Let $A$ denote the electromagnetic 4-potential. I know that under a local gauge transformation $\mathcal{A} \mapsto \mathcal{A} + d\Lambda$, the wave function transforms correspondingly $\Psi' \mapsto e^{\frac{iq\Lambda}{\hbar}}\Psi$. Meanwhile, the Lagrangian $\mathcal{L}_{QED}$ remains unchanged under appropriate transformation of the covariant derivative. In that regard, the Lie group $U(1)$ describes the local symmetry, and the potential $A$ can be understood as a connection on the principle $U(1)$-bundle.
In the geometric realization, one can visualize the $U(1)$-bundle as the spacetime $\mathbb{R}^{1+3}$ with circles attached at each point. However, I'm wondering whether there is a physical interpretation of the fibre?  It is very attempting to think the fibre as all possible values of $\Psi(x,t)$ at a fixed spacetime point under different choices of $A$ (they have the same modulus). However, I have never seen this narrative in any physics book.

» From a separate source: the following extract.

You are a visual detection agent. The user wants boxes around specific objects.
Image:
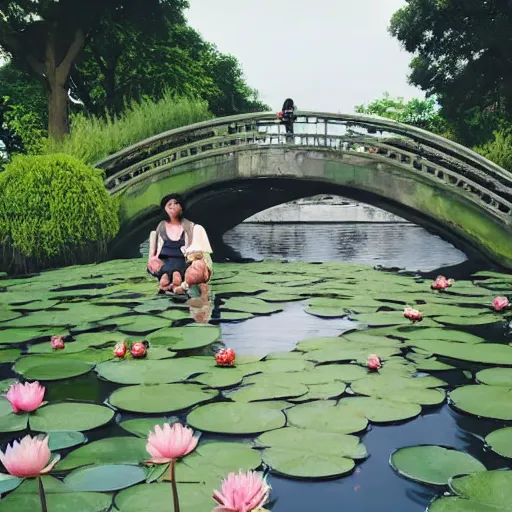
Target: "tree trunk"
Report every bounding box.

 A: You are mostly correct. However, I will note that it is the fields which transform under the gauge transformations, not the states. Indeed, the (physical) states are required to be gauge invariant. This can be understood in terms of demanding observables (expectation values/correlators) to be gauge invariant, but is also equivalent to the following: there are (broadly) two major quantization schemes for gauge theories.

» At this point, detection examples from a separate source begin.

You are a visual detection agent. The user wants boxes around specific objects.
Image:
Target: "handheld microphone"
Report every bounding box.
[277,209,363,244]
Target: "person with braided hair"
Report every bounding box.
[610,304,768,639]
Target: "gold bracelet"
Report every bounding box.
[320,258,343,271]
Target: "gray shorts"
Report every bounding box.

One which first eliminates the constraints implied by the gauge invariance (for Maxwell's equations this would be the Gauss' law on B, but more broadly is the demand that the Biancci identities of the gauge theory are satisfied). In this scheme, states which are not gauge invariant never enter the picture. For a detailed description of this calculation, see volume 1 of Weinberg's QFT series (it's a difficult read, but there are many very good things in it).
The second strategy would be to quantize without worrying about the constraints and then impose the condition that all states are gauge invariant after the fact, essentially building a larger Hilbert space and then restricting to a subspace which respects the gauge invariance. This strategy can be implemented very nicely via the BRST formalism and has close relations to the Faddeev-Popov approach to gauge fixing. This may be of more interest to you if you're looking to think about the theory as a theory on a $U(1)$ principle bundle since the BRST operator used in this approach is essentially the vertical component of the differential over the bundle when we perform the usual decomposition into vertical and horizonal distributions.
There are many beautiful aspects of these things such as a relation between the above demands of gauge invariance and the on-shell vanishing of the Noether charges associated to the gauge transformations, but before getting to the second part of your question, let me clarify one last point on the setup which will lead nicely to the rest of my answer. There are a couple bundles floating around in the geometric picture. We first have the bundle of which the fields $\Psi$ are sections. We also have the principle $U(1)$ bundle you mention.
These two bundles are related via the frame field description. I maintain that this picture is a little more natural (though technically more complex) when we look at fields which are sections over the tangent or cotangent bundles, but nonetheless, our field $\Psi$ is a section over some $\mathbb{C}$ bundle over spacetime in the $U(1)$ case.
Now, we can introduce a frame field $z$ valued in $U(1)$ such that $\Psi=\psi z$ where $\psi$ is some complex-valued function over spacetime. This field $z$ is now a section over the $U(1)$ bundle you are thinking about, and there is a natural group action on $z$ given by the transition functions which induces an action of the transition functions on $\psi$ such that $\Psi$, which should be independent of the frame fields, remains invariant.
For a book that goes into some of these things (at least to some level), see V. Parameswaran Nair's QFT book. There is also this paper. Though its interest is in anomalies, the introductory sections discuss aspects of the geometric formulation of gauge theories.